C’est sur le faire que le Snuipp a fourni un gros effort. Toutes les écoles recevront un numéro spécial de Fenêtres sur cours qui propose des analyses (avec S Héfez, R Sénac, N Mosconi et des responsables d’associations). Mais on y trouve aussi des présentations de supports pédagogiques (vidéos, livres etc.) ainsi que des exemples de pratiques.
Pour ceux qui veulent aller plus loin, le Snuipp met en ligne une brochure de 300 pages avec 150 pages de fiches pédagogiques. Les associations, des enseignants proposent des jeux, des séquences pédagogiques complètes pour lutter contre la discrimination homosexuelle. L’accueil des familles homoparentales est abordé. La question des précautions à prendre vis à vis des parents aussi. On trouve des fiches pédagogiques pour tous les niveaux de la maternelle au CM2 pour déconstruire les stéréotypes et lutter contre les discriminations.
Resouder au positif le groupe
Ainsi on peut aborder le thème des familles différentes dès la GS en s’appuyant sur les dessins des enfants et des lectures. Les contes peuvent être un superbe outil dès la GS pour faire émerger le stéréotypes et les combattre. Une autre séance aborde la représentation sexuée des métiers.En cycle 1 ou 2, une fiche montre comment travailler la construction du genre dans les aspects ou les comportements.. La brochure propose aussi un très intéressant travail sur les insultes homophobes en cycle 3. Pour une enseignante, ces moment « renforcent les liens à l’intérieur du groupe parce qu’on parle de choses assez intimes et qui viennent du coeur ». Du coup la portée pédagogique de ces moments est particulièrement grande.

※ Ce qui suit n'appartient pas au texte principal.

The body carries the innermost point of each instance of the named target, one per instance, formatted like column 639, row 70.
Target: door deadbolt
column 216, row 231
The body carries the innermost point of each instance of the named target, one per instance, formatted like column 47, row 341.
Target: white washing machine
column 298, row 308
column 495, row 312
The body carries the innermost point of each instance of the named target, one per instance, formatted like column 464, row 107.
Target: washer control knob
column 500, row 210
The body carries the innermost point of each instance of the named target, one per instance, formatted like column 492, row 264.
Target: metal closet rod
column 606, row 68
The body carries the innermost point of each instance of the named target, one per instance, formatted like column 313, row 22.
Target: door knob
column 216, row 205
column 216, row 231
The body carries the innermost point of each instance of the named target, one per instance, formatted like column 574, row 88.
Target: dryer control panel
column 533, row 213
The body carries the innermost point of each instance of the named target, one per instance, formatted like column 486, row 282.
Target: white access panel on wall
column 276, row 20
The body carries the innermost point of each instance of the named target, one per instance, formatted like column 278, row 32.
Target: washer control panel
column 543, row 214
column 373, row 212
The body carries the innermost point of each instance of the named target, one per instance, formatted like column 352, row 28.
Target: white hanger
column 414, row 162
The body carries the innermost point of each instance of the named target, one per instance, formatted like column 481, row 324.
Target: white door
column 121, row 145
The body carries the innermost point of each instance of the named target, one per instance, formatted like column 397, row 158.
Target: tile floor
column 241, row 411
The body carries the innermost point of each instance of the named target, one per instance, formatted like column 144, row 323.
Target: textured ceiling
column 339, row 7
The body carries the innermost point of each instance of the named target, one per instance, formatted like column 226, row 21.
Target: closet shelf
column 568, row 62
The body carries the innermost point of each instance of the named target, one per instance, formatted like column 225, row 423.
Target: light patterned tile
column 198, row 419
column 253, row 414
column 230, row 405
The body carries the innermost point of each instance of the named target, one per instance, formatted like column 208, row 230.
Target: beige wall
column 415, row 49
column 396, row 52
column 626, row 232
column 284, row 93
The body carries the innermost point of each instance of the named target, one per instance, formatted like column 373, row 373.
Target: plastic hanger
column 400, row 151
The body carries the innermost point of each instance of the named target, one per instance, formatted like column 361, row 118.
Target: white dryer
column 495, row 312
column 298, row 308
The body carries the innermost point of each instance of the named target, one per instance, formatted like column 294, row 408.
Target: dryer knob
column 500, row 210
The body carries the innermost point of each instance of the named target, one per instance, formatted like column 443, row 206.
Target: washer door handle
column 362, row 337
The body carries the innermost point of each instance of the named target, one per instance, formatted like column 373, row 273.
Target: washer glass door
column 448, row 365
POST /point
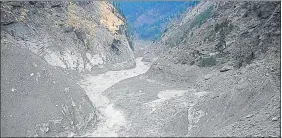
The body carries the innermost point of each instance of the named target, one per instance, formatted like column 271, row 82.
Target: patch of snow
column 94, row 86
column 167, row 94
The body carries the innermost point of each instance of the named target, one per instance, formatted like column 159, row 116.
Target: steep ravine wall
column 80, row 35
column 231, row 50
column 43, row 46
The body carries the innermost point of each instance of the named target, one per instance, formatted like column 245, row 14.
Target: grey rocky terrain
column 69, row 69
column 45, row 46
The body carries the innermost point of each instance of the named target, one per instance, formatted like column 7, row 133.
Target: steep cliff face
column 230, row 50
column 43, row 46
column 80, row 36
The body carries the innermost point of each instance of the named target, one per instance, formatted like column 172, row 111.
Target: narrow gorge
column 76, row 69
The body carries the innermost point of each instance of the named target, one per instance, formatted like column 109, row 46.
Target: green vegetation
column 201, row 18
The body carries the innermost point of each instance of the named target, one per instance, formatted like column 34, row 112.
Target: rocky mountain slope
column 217, row 73
column 44, row 47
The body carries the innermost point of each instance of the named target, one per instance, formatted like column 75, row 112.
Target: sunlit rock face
column 44, row 46
column 62, row 33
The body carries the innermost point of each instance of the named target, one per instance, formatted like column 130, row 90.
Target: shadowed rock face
column 72, row 35
column 44, row 45
column 225, row 56
column 231, row 49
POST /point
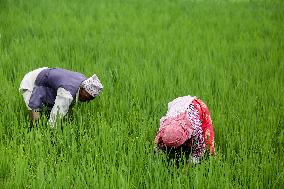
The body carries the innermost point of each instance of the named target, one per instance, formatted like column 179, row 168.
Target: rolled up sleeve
column 61, row 106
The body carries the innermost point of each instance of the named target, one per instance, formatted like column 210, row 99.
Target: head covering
column 174, row 131
column 92, row 85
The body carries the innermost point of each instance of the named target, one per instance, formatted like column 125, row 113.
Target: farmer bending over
column 186, row 128
column 56, row 89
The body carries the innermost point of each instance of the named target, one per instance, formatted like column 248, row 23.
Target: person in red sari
column 187, row 127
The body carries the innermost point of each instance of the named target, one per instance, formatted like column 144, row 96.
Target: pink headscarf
column 174, row 131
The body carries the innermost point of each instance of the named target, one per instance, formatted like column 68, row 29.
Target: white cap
column 92, row 85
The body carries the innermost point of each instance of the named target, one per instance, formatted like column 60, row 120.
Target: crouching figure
column 186, row 129
column 55, row 89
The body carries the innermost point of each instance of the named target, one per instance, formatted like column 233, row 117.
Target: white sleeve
column 61, row 105
column 27, row 95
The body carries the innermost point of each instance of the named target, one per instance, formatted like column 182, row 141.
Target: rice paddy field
column 146, row 53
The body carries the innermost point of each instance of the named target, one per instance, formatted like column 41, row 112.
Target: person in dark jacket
column 56, row 89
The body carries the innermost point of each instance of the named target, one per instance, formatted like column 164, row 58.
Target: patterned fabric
column 202, row 136
column 196, row 141
column 174, row 131
column 92, row 85
column 206, row 124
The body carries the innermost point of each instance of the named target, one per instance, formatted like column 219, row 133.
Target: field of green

Mais que fait le ministère ?
S’il est temps pour les enseignants « d’agir très tôt, pour combattre les représentations et les comportements discriminatoires », Sébastien Sihr interroge aussi le ministère. « L’institution doit assumer ses responsabilités. A l’heure, où le ministre veut redéfinir les contenus d’un enseignement moral et civique dans les nouveaux programmes de 2015, il paraît essentiel d’y intégrer l’éducation contre l’homophobie et de mettre en place des modules de formation. Il est temps de franchir un nouveau pas ».